For Christmas 2021, I created three wooden presents: a cutting-and-serving tray for baguette bread, an edge-grain cutting board with juice grooves for the kitchen, and finally a large coaster for those bigger pots. All three items were created using water-resistant and food-safe graded glue, and finished by either rubbing them or fully soaking them in mineral food-safe oil, followed by a rub-on food-safe wax.

     

Baguette bread cutting and serving tray

For the tray, I started with a long trunk of roughly-cut wood, and then jointed and planed it down to a smaller, perfect-square block. Then I set up my table saw for a long cove cut. I then made repeated, wide cuts across the block which dip a little bit into the bottom. The final piece was given some edges on the under side and fully sanded smooth. The tray is used as follows: place a long baguette bread in the cove, and slice it up with a knife through the slits; that way you will conveniently end up with equally-sized slices of bread.

                                     

Cutting board

There exist various types of cutting boards for the kitchen, but those that have the best life are so-called end-grain cutting boards. Such boards are better at dealing with repeated knife cuts, as a knife will now cut between grains instead of across them. I started by cutting some long strips and glueing them together in an alternating fashion, with their face grain up. These were then sliced across the grain direction, and again glued together, but this time turning every slice up to reveal the end grain, and flipping every other slice to create a checkered pattern. After jointing and planing both sides, I rounded over all sides, top and bottom. For the finishing touch, I created two juice grooves at opposites sides.

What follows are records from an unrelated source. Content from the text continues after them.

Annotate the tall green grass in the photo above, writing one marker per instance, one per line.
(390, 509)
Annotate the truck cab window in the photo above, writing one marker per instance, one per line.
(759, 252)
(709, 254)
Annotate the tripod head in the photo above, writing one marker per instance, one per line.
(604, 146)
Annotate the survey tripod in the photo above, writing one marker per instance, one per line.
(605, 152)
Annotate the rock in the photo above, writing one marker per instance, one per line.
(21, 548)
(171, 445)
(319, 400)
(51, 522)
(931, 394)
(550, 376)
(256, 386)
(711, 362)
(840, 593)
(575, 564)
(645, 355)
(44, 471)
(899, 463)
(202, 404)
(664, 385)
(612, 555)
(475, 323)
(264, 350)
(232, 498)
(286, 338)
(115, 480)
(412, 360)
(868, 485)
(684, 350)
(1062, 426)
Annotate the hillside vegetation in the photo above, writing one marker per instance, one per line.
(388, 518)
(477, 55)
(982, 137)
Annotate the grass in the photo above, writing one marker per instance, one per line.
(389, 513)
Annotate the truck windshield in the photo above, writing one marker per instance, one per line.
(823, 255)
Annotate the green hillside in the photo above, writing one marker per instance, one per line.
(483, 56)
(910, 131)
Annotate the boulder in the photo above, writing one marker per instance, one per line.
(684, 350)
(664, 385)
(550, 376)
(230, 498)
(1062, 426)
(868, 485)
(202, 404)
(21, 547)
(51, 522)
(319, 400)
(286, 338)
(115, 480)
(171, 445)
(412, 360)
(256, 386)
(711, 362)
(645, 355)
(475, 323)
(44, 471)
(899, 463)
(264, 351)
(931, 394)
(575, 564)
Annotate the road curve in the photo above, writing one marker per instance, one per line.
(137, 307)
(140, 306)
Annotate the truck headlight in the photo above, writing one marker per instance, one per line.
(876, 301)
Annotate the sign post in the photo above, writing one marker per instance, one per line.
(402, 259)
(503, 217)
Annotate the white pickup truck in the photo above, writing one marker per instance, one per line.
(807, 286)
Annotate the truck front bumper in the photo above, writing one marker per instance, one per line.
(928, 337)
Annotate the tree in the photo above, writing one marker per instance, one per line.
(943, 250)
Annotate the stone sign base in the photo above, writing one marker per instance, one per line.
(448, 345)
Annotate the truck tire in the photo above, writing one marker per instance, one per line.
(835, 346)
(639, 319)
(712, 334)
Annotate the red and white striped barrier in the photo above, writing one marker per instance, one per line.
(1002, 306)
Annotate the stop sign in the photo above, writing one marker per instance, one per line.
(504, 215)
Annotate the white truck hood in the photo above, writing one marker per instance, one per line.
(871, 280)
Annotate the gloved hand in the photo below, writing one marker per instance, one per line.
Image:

                                                         

Large coaster

To create the large coaster, I started by glueing some slices together in pairs, each time a light and a dark one. These were then sawn to have an equal width, after which I glued them together to form a thick board, with colours alternating between the top and bottom layers. Then, they were again sawn into slices of equal width, and glued together, each time flipping every other slice to create a checkered pattern. I then took the board once more to the table saw, this time to create a big disk. The underside was routed away to create an inset for carrying it with your fingers.